Function: semidef - test for positive and negative definite and semidefinite matrices and Matrices

Calling sequence:

semidef(A,t);

Parameters:

A - a square matrix or Matrix

t - one of the four names positive_def , negative_def , positive_semidef and negative_semidef .

Description:

Examples:

A 3 x 3 matrix that definite and IsDefinite incorrectly identify as positive semidefinite:

> A:= matrix([[2,0,3],[0,0,0],[3,0,1]]);
LinearAlgebra:-IsDefinite(Matrix(A),
query=positive_semidef);
semidef(A,positive_semidef);
"Eigenvalues are",evalf(Eigenvals(A));

Another 3 x 3 example which IsDefinite incorrectly identifies as positive semidefinite.
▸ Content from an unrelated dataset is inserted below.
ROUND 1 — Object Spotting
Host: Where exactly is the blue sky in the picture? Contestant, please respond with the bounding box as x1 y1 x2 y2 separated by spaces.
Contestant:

> A:= Matrix([[2,0,3],[0,1,0],[3,0,1]]);
LinearAlgebra[IsDefinite](A,query=positive_semidef);
semidef(A,positive_semidef);
"Eigenvalues are",evalf(LinearAlgebra:-Eigenvalues(A));

A complex hermitian matrix: definite incorrectly identifies it as not positive definite.

> A:= matrix([[2,I],[-I,2]]);
linalg[definite](A,positive_def);
semidef(A,positive_def);
"Eigenvalues are",linalg[eigenvals](A);

A matrix with symbolic entries: this is hermitian if the parameter p is real.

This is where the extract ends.